この手の問題は、能力不足ではなく“情報の置き場”と“次の行動のルール”が決まっていないことが原因です。


ここ最近、Notionはエージェント機能とフォーム生成が強化され、「集める→整理する→動かす」までを一気通貫で作りやすくなりました。


今日は、企業がハマりがちな“問い合わせ対応の属人化”を、Notionだけで崩さずに整える設計をまとめます。
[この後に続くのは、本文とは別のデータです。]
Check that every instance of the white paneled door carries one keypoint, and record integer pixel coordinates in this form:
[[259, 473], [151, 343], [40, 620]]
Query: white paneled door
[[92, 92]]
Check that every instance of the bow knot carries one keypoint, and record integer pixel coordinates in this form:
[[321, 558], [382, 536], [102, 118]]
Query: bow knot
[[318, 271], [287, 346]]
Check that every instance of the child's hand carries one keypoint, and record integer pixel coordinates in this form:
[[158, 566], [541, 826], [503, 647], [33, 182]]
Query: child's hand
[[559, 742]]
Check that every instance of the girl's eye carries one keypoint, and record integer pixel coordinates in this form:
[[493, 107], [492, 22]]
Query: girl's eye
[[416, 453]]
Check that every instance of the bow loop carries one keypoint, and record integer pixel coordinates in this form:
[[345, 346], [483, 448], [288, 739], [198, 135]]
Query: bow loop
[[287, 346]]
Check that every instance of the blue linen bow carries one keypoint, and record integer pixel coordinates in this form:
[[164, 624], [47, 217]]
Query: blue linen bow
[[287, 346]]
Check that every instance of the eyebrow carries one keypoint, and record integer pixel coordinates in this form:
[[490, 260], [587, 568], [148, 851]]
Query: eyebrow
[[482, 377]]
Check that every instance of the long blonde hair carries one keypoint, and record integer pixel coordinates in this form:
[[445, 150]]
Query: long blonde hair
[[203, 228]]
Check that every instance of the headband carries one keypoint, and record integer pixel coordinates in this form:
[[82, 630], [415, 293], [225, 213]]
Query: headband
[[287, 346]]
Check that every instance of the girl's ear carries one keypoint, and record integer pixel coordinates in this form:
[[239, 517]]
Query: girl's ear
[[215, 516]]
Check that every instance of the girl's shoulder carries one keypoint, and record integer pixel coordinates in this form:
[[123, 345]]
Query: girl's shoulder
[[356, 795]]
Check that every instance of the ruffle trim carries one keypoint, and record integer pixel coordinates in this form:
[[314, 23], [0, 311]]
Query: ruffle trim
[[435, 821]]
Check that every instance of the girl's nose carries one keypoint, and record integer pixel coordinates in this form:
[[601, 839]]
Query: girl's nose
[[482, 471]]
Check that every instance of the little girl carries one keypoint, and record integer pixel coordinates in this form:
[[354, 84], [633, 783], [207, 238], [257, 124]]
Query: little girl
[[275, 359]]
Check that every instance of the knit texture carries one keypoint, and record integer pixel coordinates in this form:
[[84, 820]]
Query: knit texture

企業が陥る3つの地雷(ここを放置すると永遠に回らない)

  1. 入口が複数ある

    メール、チャット、SNS、電話メモ、Webフォームなどが混在し、情報が分散します。

  2. 情報が揃わないまま動き出す

    要件が曖昧なままやり取りが増え、担当者の負荷と工数が膨らみます。

  3. 判断が人に依存する

    「誰が見るか」で対応品質が変わり、引き継ぎもできません。



解決策:フォームで入口を1つにし、エージェントで“次の行動”を固定する

考え方はシンプルです。

  • フォームで情報を必要十分に揃えて受け取る

  • 受け取った内容をデータベースに保存する

  • エージェントに「分類・優先度判断・次アクション作成」を任せる

  • 人は“返すべき答え”と“決めるべき判断”に集中する

ここが上手くいくと、問い合わせ対応は「頑張って回す仕事」から「自然に回る運用」になります。



実装イメージ(Notionで作る最小構成)


1) 問い合わせDB(まずはこれだけで良い)

最低限の項目はこの5つで十分です。

  • 件名

  • 相談内容(本文)

  • 会社名 / 氏名

  • 緊急度(選択)

  • ステータス(未対応 / 対応中 / 完了)

ポイントは、最初から項目を増やさないことです。

入力が面倒になると、フォームが機能しなくなります。


2) フォームは「聞く順番」が9割

フォーム設計のコツは、いきなり詳細を聞かないことです。

  • 最初に「どの相談か」を選ばせる(例:導入相談 / 運用改善 / 社内教育 / その他)

  • 次に「困っている状況」を短文で書かせる

  • 最後に「期限」「関係者」「今ある資料」を任意で添付させる

人は“自分が何を答えるべきか”が見えると入力できます。

逆に、自由入力だけにすると高確率で情報が足りません。


3) エージェントに渡す指示は「判断基準」と「出力形式」を固定する

エージェント活用が失敗する典型は、ふわっと「いい感じに整理して」だけで終わることです。

運用で効く指示は、次の2点を固定します。

  • 判断基準

    例:緊急度が高い条件、対応期限の決め方、誰にアサインするかのルール

  • 出力形式

    例:

    • 要約(3行)

    • 課題の整理(箇条書き)

    • 次の質問(足りない情報を3つまで)

    • タスク化(誰が、いつまでに、何をするか)

ここまで型が決まると、担当者が変わっても品質が落ちません。



うまく回る会社の共通点:問い合わせを「案件化」しない


相談は最初から案件ではありません。

だから、最初から「提案資料作って」「見積作って」と進めると、空振りが増えます。


おすすめは、Notion上で以下を分けることです。

  • 問い合わせ(入口、未確定)

  • 商談(要件が揃ったら移す)

  • プロジェクト(受注後)

この3段階に分けるだけで、現場の疲弊が一気に減ります。

売上に直結するのは、実は“提案力”より“整理と分岐”です。



まとめ:Notionは「管理ツール」ではなく「判断と行動の土台」になる


問い合わせ対応は、放置すると必ず属人化します。

ただ、仕組みは難しくありません。

  • 入口をフォームで統一する

  • 情報をDBに集める

  • エージェントに分類と次アクションを固定させる

  • 人は判断と関係構築に集中する

この形が作れると、対応が速くなるだけでなく「相談した側の安心感」も上がります。


対応が整っている会社は、それだけで信頼されます。